Two toasts (AP 12.49 and 51)

At the symposium, adult male citizens of the polis wear garlands woven of flowers to drink and sing of -- among other things -- the 'flowers' of adolescent male beauty; a beauty they themselves have left behind, perhaps not long before, just as the beautiful teenagers they sing of now will in turn move on to become erastai themselves.

Or so at least in the ancient cyclic ideal presented by, above all other genres, epigram. Who can say how messy reatity was, as experienced by boys or men at any particular place and time?

These two poems are by the most famous practitioners of the genre, Meleager and his early Hellenistic forebear, Callimachus.

12.49

Drink the wine neat, you sufferer in love:
Bacchus the giver of forgetfulness
Will put to sleep the pederastic flame
That burns inside you. Lover, drink it neat
And pour yourself a bucketful of wine
To purge your heart of bastard agony.

The god I translate for modern readers as 'father of rivers' in Callimachus' poem below is Achelous. Greek symposiasts invariably drank their wine watered in order to pace the evening and keep behaviour within limits, the proportion of water to wine being a matter for the symposiarch (master of ceremonies) to decide, so this poem too is a declaration that only the hard stuff can dull love's pain.

12.51

Top up, and toast again ‘To Diocles’:
The river-father need not keep account
Of ladles that we hallow in his name.
Father of rivers, lovely is that boy;
Too lovely, even; and if any say
He is unlovely, then let only me
Know and enjoy the loveliness I see.


Friday 11 June 2021

Hair today, gone tomorrow

The newly translated epigrams in this post continue the theme of the cruel brevity of a boy's anthos, emphasising how pitiful it would be for a lover to fancy such a boy after his moment has passed.

The first (AP 12.40) of these poems is by an unknown author. My version contains two rather large unpackings of single Greek words. The 'old-time cultic statue made of wood' is a xōanon; 'with only the extremities of stone' is its qualifying adjective, akrolithos. There's a perfectly good Wikipedia article about acroliths. Only the exposed 'flesh' parts of an acrolith -- head, hands, feet -- were of marble; they were attached to a fully clothed body in a cheaper material, either wood or a coarser stone.

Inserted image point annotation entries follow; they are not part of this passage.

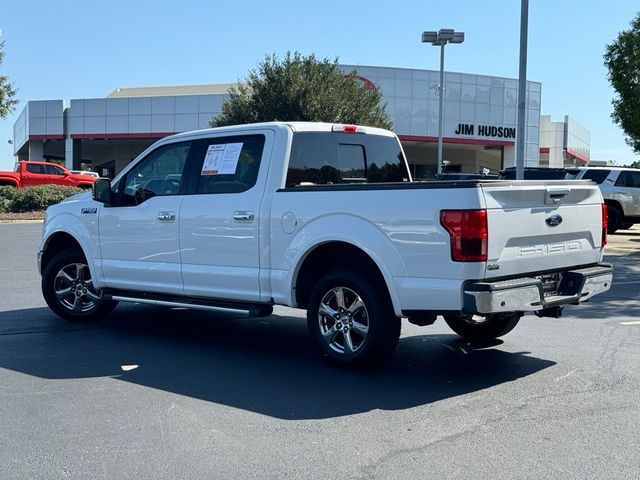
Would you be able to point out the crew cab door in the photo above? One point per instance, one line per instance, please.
(34, 174)
(139, 237)
(220, 234)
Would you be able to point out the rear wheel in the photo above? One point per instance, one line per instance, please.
(614, 219)
(68, 289)
(351, 319)
(483, 328)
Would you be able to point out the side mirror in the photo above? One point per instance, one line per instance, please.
(102, 191)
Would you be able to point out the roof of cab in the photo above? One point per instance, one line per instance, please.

My little cloak, good sir — leave it alone;
Look at me rather in the way you would
An old-time cultic statue made of wood,
With only the extremities of stone,
Polished and gleaming. If you seek to know
Antiphilus’s loveliness laid bare,
Then, so to speak, you’ll find the rose-bud grow
Upon the spiny briars of his hair. 

Its companion epigram (AP 12.41) is by someone very famous -- Meleager of Gadara, the accomplished erotic epigrammatist who in the first century BC interwove some of his own poems with those of illustrious predecessors to fashion a Garland. This was the first great prototype of the Greek Anthology, a thousand or so years later.

Therōn has been deleted from my list
Of lovely boys. Apollodotus too,
Who in his moment kindled like a flame,
Now a spent torch. I want to love a girl:
Pounding some willing victim’s coarse behind
I’ll leave to swains who shag the goats they mind.